- Born: Stockholm, Sweden
- Education: Sarah Lawrence College
- Occupation: Publisher
- Years active: 42
- Employer: Welcome Enterprises
- Parent(s): Viveca Lindfors and Folke Rogard, Stepfather: George Tabori
- Website: http://welcomeenterprisesinc.com/

= Lena Tabori =

American publisher and entrepreneur

Lena Tabori is the founder of Welcome Enterprises, Inc., co-founder of Stewart, Tabori & Chang (STC), and co-founder (with Mike Shatzkin) of www.climatechangeresources.org, a website to combat climate change. She began her publishing career in 1967 at Harry N. Abrams, remains a partner (with Clark Wakabayashi) at Welcome Enterprises Inc, after selling the Welcome Books imprint (under which Welcome Enterprises published visual books) to Rizzoli in 2014. Welcome Enterprises continues to package books for other publishers, including Disney. Her activity is primarily focused on the website, however. On January 15, 2020, she was named Chair of East Hampton Town’s Energy Sustainability and Resiliency Committee. She also sits on the Executive Board of The Association of Foreign Correspondents. A native of Sweden, Tabori lives in East Hampton, New York and New York City.

==Career==

Lena Tabori began her career at Harry N. Abrams, Inc. and rose to the position of Vice President of Marketing and Special Sales before leaving in 1980 to co-found Welcome Enterprises (with Tom Wilson) and co-found Stewart, Tabori & Chang. Leaving Stewart, Tabori & Chang in 1982, Tabori packaged books through Welcome includingThe Art of Walt Disney (Hyperion), Judith Levy's best-selling Grandmother Remembers; the award-winning Glorious American Food (Random House) by Christopher Idone; and Love: A Celebration in Art and Literature (STC), which she co-edited with Jane Lahr.

In 1983 Tabori received an Emmy for her work as a producer and executive producer on Ziggy’s Gift.

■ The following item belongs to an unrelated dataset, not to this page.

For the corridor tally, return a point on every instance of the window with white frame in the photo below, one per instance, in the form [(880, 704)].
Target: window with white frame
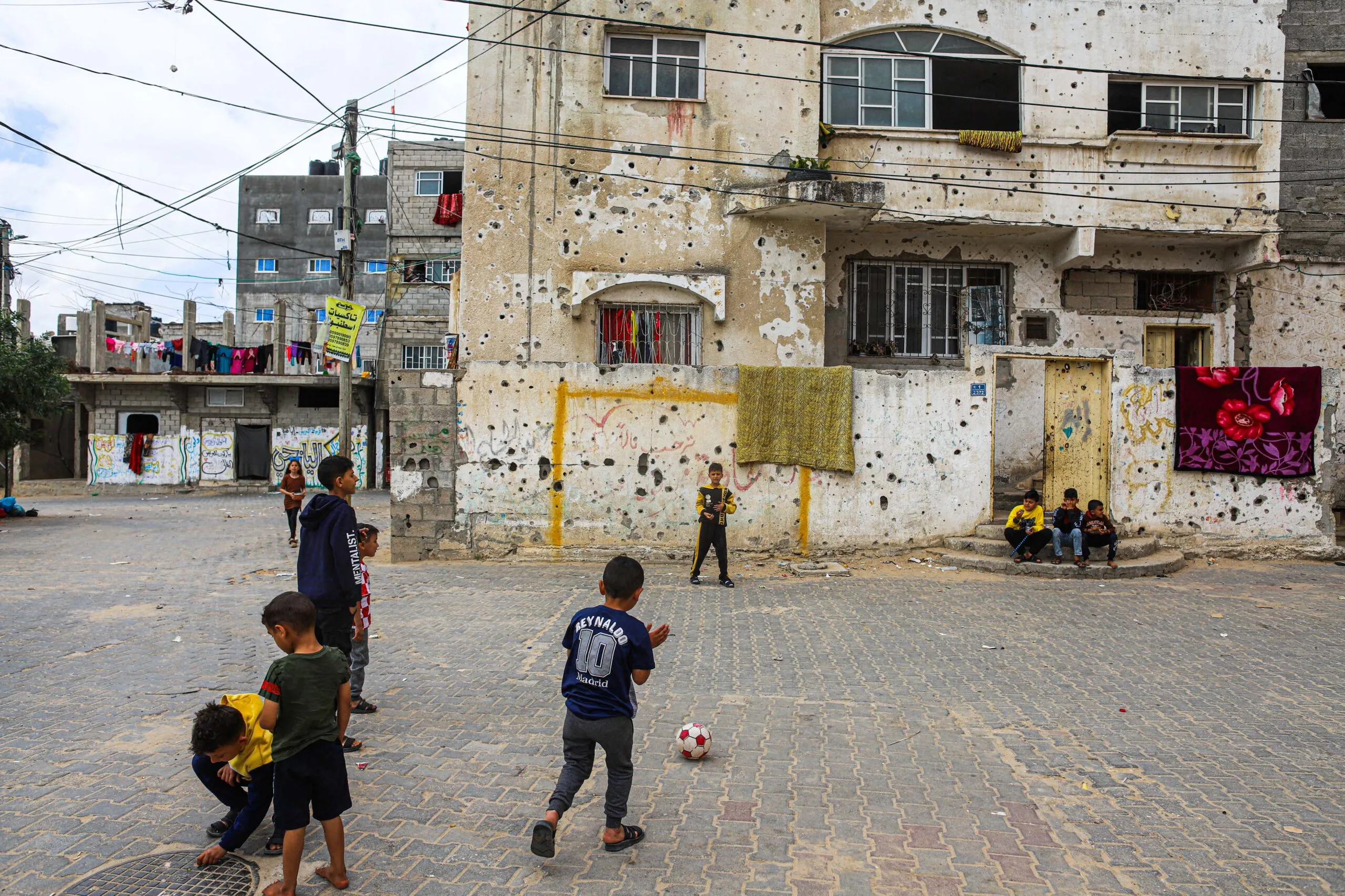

Directed by Richard Williams the show was an animated special for ABC television based on the Tom Wilson cartoon character, Ziggy.

In 1987 Lena began packaging books for Turner Broadcasting, editing such books as Kisses and MGM: When the Lion Roars by Peter Háy. In 1991 Tabori became president and publisher of Collins Publishers San Francisco for whom she created fifty new titles, including A Day in the Life of Hollywood.

In 1993 Tabori returned to Stewart, Tabori & Chang after a ten-year absence and became their president and publisher. During her time with STC she published more than 175 new titles before returning to Welcome Enterprises, Inc. full-time in 1997.

For Welcome, Tabori immediately created, edited and produced the first two titles in the Little Big Book series: The Little Big Book of Christmas and The Little Big Book of Love, which were both published by William Morrow. Subsequently, as she and her partner, Clark Wakabayashi, developed the Welcome Books imprint, she has been the co-editor of all additional Little Big Books including Moms and Dads, all published by Welcome Books. There are 27 in total.

Two award-winning books published by Welcome include, The Oxford Project by Stephen G. Bloom, photographed by Peter Feldstein and American Farmer, The Heart of Our Country with photographs by Paul Mobley and text by Katrina Fried. The Oxford Project received a 2009 Alex Award from the American Library Association and American Farmer, The Heart of Our Country received a Wrangler Award from The National Cowboy & Western Heritage Museum.

==Personal life==
Lena Tabori is the daughter of Viveca Lindfors and Folke Rogard and the stepdaughter of George Tabori. Married to Marty Fried (since deceased), with whom she had two daughters: Natasha (born in 1970) and Katrina (born in 1973), she has been married to Frank Rehor since 2006.